Name another technology company with a longer list of market disruptions than Apple. I hear the silence. It’s not Microsoft or Google or Samsung. And we’re not just talking about technology innovation because everyone does some of that.
No, what is missing in recent years is what I’ll call market disruption. Apple did just that with the Apple II, the Mac, Apple Stores, iPod and iTunes, iPhone and the App Store. Even Siri and the iPad were major disruptors to a few moribund technology sectors. What has Apple done since the last great thing?
What Hath Jobs Wrought
Apple co-founder Steve Jobs was at the helm of every major product on my list, the last being the iPad’s introduction in 2010 and Siri’s launch just before Jobs died. What hath Apple wrought since then?
There are two kinds of basic innovation and Apple is involved in both.
The first is the kind we hear of the most and see with every product upgrade from nearly every manufacturer; incremental innovation. Improvements to the status quo. Apple does it. Samsung does it. Technology manufacturers are on a constant quest to improve, and their products resonate with incremental innovation.
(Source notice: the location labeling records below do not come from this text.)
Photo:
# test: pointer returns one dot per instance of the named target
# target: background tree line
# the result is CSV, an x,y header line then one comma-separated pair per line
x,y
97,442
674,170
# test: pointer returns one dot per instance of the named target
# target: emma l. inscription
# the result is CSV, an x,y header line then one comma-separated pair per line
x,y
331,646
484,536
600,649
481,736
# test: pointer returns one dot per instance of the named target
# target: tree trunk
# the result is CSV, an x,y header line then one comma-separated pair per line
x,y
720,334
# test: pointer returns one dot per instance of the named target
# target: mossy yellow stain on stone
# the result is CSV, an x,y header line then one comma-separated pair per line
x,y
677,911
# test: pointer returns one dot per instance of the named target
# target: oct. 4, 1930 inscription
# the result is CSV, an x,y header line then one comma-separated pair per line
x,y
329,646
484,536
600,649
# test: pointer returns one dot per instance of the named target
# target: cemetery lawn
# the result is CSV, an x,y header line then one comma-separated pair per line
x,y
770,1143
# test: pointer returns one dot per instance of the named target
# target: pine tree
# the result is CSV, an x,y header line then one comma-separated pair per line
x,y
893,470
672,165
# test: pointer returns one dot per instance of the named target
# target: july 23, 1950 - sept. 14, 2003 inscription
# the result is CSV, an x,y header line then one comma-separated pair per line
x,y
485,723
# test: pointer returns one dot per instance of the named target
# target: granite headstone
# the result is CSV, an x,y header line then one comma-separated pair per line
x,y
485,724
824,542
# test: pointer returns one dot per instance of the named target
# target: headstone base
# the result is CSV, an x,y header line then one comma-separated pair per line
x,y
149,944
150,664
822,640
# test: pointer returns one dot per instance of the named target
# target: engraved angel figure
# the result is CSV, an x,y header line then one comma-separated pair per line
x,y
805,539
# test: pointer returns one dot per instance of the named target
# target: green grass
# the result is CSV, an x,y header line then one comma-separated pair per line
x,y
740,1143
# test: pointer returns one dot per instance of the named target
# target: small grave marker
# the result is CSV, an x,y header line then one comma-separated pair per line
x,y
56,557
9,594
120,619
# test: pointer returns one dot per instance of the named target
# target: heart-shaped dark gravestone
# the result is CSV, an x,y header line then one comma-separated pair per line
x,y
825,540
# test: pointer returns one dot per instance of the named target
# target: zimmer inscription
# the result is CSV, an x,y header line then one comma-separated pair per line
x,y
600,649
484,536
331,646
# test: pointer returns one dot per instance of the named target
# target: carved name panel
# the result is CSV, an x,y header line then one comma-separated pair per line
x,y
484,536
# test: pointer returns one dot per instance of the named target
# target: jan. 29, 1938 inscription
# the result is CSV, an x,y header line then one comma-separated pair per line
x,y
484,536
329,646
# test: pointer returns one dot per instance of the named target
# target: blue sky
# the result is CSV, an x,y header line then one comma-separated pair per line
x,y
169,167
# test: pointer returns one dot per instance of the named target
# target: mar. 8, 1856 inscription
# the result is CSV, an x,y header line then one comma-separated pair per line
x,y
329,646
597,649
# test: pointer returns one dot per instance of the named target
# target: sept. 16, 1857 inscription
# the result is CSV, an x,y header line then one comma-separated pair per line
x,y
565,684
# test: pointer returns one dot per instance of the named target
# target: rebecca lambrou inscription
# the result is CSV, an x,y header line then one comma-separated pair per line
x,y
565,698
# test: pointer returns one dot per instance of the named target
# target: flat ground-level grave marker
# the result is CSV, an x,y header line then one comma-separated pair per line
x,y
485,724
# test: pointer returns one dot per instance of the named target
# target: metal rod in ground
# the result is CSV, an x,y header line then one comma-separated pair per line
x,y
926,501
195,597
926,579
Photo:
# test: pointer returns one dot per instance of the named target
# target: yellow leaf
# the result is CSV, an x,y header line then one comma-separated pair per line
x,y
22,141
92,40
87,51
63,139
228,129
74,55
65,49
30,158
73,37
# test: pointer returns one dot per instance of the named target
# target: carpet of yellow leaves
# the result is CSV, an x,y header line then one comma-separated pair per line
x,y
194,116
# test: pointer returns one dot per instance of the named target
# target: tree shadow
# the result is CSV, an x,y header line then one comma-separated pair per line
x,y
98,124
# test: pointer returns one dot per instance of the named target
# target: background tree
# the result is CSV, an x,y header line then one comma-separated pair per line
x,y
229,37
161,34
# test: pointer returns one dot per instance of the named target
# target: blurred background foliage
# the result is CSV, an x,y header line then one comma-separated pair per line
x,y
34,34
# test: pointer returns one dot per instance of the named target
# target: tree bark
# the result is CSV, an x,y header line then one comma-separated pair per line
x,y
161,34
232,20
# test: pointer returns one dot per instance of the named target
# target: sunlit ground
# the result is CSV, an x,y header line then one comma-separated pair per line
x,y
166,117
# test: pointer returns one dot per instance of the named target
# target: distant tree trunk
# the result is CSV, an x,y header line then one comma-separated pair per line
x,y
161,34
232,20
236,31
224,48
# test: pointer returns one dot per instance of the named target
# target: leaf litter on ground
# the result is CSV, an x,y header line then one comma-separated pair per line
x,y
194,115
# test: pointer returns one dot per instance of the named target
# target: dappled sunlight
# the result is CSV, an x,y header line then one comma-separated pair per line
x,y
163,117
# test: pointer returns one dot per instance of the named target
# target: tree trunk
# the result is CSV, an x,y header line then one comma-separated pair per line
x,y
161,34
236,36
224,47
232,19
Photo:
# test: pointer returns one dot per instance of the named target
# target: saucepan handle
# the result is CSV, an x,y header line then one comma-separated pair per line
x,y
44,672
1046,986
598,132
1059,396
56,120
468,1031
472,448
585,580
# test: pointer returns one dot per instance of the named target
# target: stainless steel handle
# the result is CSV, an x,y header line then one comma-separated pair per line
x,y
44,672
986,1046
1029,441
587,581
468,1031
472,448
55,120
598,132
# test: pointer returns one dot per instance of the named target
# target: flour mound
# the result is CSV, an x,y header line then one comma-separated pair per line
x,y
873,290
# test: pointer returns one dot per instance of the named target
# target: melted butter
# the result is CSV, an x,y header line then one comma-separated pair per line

The second is market disruption innovation; the kind of product that changes the direction of a particular market. The Mac did it. The iPod did it. The iPhone did it, too. One can argue that other products disrupted various market segments, but Apple’s streak of redefining a particular market or business segment is long and storied.
Other technology manufacturers that compete against Apple’s products may have features– and within those, some measure of innovation– that Apple’s products do not, but those are incremental innovations; the improvements that all tech companies employ in their products.
Apple’s history is long with market disruption innovation, and most of those were driven by Steve Jobs, who died in 2011, just over five years ago. Since then, Apple has continued a streak of incremental innovation in nearly every product; Mac, iPhone, iPad, macOS, iOS, even Apple TV.
The question one needs to ask simple. “What product market has Apple disrupted since he died?”
I see three new products from Apple that are noteworthy.
The first is Watch. That’s right. Watch. Apple’s iPhone accessory is the smartwatch segment leader in marketshare, revenue share, and profit share, and though numbers are hard to come by as Apple refuses to publish much about Watch, it may already have become the watch industry leader ahead of Rolex.
The second is Beats. Again, numbers are hard to come by, but in the segment where Beats competes, it leads the industry, both in wired and wireless headphones; mostly thanks to the ubiquity of the iPhone and the division’s marketing prowess.
The third is AirPods. Apple re-imagined how earbuds should work and if you haven’t tried them, and you have experienced with wireless headphones or earbuds, you’ll be impressed. Pairing is instant, charging is simple, and, as it has with many products, Apple sets the direction for the wireless earbuds industry with AirPods.
Here’s the only problem with these three market disrupting products from Apple since Jobs died in 2011. They’re not standalone products in the sense of Mac, iPod, iPhone, iPad. They are accessories so they won’t sell by the hundreds of millions over years. They are disruptive to a degree, but not huge market movers; by nature, accessories cannot outsell what they accessorize.
It’s been awhile. Tim Cook’s Apple is profitable and valuable but isn’t growing much. Apple is in dire need of a few new market disrupting products.